Comments (10)
-
Also related, would it be possible to have in
database.add_model()
the option of limiting not onlyteff
but also the other parameter ranges? Some parameter ranges are sometimes known to be much too wide (especially if they will be fixed), so one could save some (a lot of) read-in time. -
Atmospheric model files can have maaaany significant digits:
# Wavelength (um) - Flux (W m-2 um-1)
5.000000000000000000e-01 1.046887465549093861e+02
5.001237804050535640e-01 1.020516848591326635e+02
5.002475914532845680e-01 1.008752535495290061e+02
5.003714331522789438e-01 1.008323757761552457e+02
but this could be dramatically reduced without loss of precision, which would reduce not only the needed RAM (I guess) but certainly the file size by a large factor (ca. 3, or 0.5 dex!).
from species.
Thanks for opening another issue 😊!
-
Indeed the whole file is unpacked.
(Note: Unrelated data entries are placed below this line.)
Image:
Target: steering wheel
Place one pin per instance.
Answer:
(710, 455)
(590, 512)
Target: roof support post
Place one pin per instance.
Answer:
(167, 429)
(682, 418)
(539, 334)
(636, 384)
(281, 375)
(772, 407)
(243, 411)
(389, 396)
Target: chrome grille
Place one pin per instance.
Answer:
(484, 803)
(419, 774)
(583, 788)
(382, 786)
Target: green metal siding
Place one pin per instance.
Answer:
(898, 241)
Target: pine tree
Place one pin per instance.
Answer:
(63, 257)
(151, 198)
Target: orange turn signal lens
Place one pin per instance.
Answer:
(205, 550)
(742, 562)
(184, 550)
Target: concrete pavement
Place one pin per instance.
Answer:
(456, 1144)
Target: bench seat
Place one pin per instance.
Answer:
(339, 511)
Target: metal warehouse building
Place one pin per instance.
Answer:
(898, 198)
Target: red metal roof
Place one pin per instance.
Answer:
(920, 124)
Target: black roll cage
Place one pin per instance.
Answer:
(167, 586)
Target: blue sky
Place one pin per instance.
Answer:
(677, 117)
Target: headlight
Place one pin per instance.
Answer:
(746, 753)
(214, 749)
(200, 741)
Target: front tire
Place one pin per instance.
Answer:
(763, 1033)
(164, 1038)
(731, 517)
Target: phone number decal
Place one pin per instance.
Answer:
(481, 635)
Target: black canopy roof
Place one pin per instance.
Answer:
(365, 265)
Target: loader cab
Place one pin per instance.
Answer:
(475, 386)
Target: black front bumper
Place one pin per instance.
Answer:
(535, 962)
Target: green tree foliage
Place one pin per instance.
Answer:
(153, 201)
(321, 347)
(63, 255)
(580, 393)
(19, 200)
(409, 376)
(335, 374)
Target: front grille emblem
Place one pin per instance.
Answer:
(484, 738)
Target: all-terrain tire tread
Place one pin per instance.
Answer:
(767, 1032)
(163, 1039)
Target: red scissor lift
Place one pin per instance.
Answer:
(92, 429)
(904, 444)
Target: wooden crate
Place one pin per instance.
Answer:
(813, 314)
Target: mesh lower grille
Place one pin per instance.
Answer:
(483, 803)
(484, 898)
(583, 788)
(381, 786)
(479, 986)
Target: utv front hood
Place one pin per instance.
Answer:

Ideally it would check if the files are present and if the files have the correct size (i.e. that a previous try was not aborted), but this is not something I plan to implement (but would welcome a PR!). I can add an
unpack
parameter inadd_model
though. -
There is the configuration file where you can set the download/unpack folder and also the HDF5 file that is to be used. So downloading, unpacking, and adding is only required once.
-
I have implemented this in commit 4804241. So it only unpacks spectra files within the selected
teff_range
. For now, I am not planning to add support for adding partial files, since settingteff_range
should for most cases be fine, but would welcome a PR. -
Hm not sure, should be somewhat straightforward to implement, but my guess is that such additional restrictions are typically not needed. It is only needed to add the model spectra once, so should be fine if that takes a few minutes (at most). In
FitModel
it is possible to fix a parameter though! -
I wouldn't know what would be a reasonable number... It may also depend on the model? So I rather stick with the safe number of decimals 😉
from species.
Thanks for answering quickly to one more issue 😊. Thanks a lot for adding the unpack
parameter! It works very nicely. Now it is much faster.
-
Good point that it would require some checks to avoid bad surprises later on. There probably exist some high-quality libraries implementing this but this is not my area… Maybe an easy compromise would be to offer a "use-at-your-risk" option only checking if the file exists (and warn the user that it is up to him or her to make sure the files are not corrupted)?
-
Ah! perfect. Sorry for having missed this!
-
Thanks! I agree that partial wavelength ranges are not needed (and would require some trouble to program).
4a. Even though add_model()
is now much faster, it is taking seeeeveral minutes when initialising:
database.add_model(model='exo-rem-highres', teff_range=(1000., 1500.))
printed after eight minutes Unpacking 3171/9575 model spectra from Exo-REM (16 GB)...
and after further ca. four minutes:
Please cite Charnay et al. (2018) when using Exo-REM in a publication
Reference URL: https://ui.adsabs.harvard.edu/abs/2018ApJ...854..172C/abstract
Wavelength range (um) = 0.67 - 250.0
Spectral resolution = 20000
Teff range (K) = 1000.0 - 1500.0
and the unpacking began, and after ten more minutes it printed Adding Exo-REM model spectra... [DONE]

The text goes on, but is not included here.